Bio

1986: an accident occurs at the Chernobyl nuclear power plant, and Claude Berri’s Jean de Florette and Manon des Sources are released.

It may seem that these events had little connection, but soon afterwards I came into the world at the Mariupol hospital.

1991. 20 paintings by Van Gogh are stolen from his museum in Amsterdam.

I had an airtight alibi. I was five. My brother Eugene and I spent all day playing with building blocks. Besides, the paintings were found the next day in a car parked near the museum.


1997. Chicago, Tokyo, Buenos Aires, Paris, Barcelona and Berlin. These are just some of the cities the Rolling Stones tour in support of Bridges to Babylon.

I also travel a lot with my classmates: in Kiev, Lviv, Yalta, Sevastopol, Taganrog, Astrakhan and Rostov-on-Don.

2002: a role-playing video game Dungeon Siege is released.

I also decide to play. So, I enrol in Mariupol drama school, where I take my first steps on stage, playing the Little Goat and the Snow Maiden.

2004: I fail an interview at the Faculty of Drama at National University of Theatre, Film and TV.

In low spirits, I enrol in Faculty of Puppet Theatre and unexpectedly lose myself in the world of shadows, puppets and pipes.

2009: Neil Gaiman’s novel The Graveyard Book wins the Hugo Award.

I go to the casting. My first ever role happens to be the main one that I spend filming in Tbilisi for six months.

2010: actors Jonny Lee Miller and Benedict Cumberbatch win the Laurence Olivier Award for Frankenstein by Danny Boyle .

My theatrical career, too, shoots up dramatically. I play Antigone in the Bulgarian city of Stara Zagora and Margarita in Nizhny Tagil.

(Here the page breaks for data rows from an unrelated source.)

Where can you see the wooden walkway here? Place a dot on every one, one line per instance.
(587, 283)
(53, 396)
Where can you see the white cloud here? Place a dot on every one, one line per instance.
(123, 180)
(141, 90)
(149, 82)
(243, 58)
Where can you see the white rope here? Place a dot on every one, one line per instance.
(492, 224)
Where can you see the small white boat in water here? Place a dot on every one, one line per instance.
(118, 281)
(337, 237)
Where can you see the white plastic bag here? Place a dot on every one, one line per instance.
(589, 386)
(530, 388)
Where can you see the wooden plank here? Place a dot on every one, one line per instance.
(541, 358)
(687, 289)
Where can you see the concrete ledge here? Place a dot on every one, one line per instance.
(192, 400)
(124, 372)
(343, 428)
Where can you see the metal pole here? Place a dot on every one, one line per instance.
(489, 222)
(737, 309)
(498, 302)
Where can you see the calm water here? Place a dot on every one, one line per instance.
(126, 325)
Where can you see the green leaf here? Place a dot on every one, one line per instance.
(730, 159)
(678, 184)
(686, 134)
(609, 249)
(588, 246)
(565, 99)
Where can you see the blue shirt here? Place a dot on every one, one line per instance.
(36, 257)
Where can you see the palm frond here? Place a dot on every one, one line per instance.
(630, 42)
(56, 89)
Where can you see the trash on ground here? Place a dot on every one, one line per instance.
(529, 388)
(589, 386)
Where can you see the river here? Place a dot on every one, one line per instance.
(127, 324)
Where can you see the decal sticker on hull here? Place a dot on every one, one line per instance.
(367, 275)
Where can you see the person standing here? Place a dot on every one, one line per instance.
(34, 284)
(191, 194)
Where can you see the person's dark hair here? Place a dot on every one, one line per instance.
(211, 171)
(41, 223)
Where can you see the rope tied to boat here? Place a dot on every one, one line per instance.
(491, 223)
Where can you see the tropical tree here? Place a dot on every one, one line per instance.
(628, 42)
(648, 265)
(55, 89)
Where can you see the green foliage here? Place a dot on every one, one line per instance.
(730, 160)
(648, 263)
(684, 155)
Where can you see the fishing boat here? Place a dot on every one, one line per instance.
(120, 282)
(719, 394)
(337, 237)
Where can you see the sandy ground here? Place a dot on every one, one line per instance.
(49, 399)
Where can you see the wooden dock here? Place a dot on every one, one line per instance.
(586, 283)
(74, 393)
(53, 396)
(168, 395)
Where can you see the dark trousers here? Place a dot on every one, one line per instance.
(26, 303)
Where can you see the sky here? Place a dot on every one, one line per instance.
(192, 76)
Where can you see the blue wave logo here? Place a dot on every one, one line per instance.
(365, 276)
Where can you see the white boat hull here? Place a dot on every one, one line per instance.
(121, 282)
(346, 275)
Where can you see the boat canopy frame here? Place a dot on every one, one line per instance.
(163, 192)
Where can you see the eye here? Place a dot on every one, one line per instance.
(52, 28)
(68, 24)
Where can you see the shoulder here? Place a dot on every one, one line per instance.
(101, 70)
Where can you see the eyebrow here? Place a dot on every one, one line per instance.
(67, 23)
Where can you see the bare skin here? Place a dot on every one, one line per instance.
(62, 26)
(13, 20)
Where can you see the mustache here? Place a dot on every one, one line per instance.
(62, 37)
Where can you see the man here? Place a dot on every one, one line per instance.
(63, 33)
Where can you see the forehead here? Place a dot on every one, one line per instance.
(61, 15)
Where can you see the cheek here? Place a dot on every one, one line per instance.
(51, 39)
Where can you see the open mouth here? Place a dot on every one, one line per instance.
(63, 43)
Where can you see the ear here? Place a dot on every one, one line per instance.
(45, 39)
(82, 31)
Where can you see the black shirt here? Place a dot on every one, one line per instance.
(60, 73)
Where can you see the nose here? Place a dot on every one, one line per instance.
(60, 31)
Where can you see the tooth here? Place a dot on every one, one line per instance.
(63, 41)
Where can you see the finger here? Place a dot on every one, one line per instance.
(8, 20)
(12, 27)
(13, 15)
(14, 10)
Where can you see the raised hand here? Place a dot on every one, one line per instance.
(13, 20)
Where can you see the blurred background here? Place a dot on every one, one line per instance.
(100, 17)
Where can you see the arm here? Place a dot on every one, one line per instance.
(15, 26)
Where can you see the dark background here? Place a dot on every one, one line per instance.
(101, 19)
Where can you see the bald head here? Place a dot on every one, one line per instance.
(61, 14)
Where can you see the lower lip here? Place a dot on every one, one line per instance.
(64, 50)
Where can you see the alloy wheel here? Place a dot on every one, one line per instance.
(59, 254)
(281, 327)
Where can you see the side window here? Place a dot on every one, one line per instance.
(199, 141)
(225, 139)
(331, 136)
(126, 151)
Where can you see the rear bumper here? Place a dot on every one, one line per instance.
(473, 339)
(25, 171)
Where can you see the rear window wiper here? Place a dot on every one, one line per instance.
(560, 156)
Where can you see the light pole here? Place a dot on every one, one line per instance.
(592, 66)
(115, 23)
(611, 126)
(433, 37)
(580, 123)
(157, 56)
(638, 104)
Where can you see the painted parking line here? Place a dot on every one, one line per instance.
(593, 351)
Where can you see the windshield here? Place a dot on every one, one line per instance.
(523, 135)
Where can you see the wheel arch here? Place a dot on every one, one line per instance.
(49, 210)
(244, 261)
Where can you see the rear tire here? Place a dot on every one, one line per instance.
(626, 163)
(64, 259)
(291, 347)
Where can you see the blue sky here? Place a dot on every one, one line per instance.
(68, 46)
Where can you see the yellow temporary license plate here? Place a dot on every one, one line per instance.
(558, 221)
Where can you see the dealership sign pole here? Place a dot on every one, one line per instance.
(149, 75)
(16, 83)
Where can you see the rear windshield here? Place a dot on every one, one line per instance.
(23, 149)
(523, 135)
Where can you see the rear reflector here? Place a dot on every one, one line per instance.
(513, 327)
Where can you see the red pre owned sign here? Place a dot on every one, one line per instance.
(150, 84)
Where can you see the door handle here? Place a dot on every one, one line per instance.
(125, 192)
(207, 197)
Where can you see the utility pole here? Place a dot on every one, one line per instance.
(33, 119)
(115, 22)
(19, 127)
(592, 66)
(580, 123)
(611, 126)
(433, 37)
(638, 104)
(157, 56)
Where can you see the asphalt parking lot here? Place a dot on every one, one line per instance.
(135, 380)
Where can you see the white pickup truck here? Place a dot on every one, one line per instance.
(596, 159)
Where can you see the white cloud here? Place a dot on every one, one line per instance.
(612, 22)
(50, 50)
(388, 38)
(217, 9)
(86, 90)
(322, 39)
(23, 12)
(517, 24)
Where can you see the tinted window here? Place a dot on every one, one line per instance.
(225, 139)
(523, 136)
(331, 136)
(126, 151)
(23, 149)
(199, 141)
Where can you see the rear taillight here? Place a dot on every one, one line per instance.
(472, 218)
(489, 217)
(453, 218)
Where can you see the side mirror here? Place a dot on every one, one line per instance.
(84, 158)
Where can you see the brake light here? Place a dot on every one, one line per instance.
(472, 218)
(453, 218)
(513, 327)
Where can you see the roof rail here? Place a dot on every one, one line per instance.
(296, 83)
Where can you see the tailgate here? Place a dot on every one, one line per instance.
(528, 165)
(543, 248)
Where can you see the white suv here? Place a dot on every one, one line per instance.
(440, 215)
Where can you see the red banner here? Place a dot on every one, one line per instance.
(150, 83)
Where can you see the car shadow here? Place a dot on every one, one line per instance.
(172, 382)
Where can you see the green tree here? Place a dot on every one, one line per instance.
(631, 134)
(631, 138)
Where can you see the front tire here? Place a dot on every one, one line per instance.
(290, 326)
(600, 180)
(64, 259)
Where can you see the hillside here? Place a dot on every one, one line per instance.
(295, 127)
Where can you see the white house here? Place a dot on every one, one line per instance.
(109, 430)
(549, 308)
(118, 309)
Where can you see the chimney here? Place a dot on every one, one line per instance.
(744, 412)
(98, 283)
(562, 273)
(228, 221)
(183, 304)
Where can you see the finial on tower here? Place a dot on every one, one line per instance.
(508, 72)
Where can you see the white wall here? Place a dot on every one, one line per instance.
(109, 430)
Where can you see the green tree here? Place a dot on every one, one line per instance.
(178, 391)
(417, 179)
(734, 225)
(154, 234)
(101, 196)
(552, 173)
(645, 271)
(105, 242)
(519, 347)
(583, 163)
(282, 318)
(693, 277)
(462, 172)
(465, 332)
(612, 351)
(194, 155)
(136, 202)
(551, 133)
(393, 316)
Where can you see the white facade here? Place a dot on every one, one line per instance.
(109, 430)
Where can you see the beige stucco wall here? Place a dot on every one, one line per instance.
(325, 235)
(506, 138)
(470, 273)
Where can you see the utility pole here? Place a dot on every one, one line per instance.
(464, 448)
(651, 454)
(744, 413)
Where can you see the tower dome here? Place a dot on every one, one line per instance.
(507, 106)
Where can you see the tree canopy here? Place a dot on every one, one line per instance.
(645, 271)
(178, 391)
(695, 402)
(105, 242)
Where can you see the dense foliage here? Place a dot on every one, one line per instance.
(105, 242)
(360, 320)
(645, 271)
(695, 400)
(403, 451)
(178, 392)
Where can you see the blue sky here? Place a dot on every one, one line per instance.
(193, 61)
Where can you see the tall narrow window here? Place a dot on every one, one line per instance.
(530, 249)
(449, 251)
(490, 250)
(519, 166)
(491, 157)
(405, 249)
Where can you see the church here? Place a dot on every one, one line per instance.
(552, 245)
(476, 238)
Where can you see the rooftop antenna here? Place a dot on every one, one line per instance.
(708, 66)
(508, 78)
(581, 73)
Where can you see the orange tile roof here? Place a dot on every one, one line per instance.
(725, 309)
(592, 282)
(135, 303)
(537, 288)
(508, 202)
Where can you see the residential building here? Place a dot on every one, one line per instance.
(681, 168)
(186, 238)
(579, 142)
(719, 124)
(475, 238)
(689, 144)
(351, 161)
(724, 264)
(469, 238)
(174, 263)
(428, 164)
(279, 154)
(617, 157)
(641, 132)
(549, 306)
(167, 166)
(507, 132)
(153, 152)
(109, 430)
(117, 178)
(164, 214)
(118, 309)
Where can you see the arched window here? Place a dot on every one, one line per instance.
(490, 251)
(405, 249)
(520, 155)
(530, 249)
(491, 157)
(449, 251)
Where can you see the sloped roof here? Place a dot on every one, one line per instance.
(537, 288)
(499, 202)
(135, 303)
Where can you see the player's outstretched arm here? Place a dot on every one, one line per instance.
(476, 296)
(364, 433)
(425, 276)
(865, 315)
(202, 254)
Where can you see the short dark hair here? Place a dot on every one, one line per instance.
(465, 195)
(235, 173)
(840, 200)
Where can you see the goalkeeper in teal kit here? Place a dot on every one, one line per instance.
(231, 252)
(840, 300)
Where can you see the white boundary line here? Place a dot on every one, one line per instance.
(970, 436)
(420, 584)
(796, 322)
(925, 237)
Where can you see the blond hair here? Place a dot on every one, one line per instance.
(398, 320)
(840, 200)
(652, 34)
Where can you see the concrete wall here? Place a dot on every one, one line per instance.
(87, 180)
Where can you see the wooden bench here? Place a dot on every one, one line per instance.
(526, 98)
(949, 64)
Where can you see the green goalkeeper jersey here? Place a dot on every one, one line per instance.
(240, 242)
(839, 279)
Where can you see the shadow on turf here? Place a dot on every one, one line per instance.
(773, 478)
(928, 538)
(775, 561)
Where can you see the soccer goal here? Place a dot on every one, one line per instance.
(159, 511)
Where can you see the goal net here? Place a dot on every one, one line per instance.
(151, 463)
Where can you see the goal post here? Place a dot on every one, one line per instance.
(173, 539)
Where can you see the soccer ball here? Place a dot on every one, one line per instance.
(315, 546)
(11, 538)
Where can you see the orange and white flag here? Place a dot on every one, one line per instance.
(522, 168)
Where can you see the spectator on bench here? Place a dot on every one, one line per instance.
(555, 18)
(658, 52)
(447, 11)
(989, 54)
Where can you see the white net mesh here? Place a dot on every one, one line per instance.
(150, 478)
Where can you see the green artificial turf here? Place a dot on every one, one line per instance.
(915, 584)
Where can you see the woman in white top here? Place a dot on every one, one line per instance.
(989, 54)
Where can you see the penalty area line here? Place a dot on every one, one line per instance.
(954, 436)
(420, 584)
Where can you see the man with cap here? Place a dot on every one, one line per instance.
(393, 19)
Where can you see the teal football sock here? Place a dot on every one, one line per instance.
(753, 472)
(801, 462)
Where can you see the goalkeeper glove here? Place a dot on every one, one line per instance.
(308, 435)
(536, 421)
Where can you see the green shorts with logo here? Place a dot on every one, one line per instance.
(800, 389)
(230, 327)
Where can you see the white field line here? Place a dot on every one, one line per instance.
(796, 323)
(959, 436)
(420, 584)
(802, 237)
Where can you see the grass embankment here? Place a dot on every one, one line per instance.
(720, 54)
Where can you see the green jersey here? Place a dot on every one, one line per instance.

In 2013, the world remembered the centenary of Robert Scott’s Antarctic expedition. Anton Omelchenko, a native of Poltava province, was part of it.

My fellow puppeteers and I have our own expedition to Poltava, where we create the HeSheLife project.

I hope, all of you remember what you did last years.

After Russia’s full-scale invasion of Ukraine, my life, as well as the lives of millions of Ukrainians men and women, changed dramatically.

My family and I now live in Germany and I am building my life and career anew.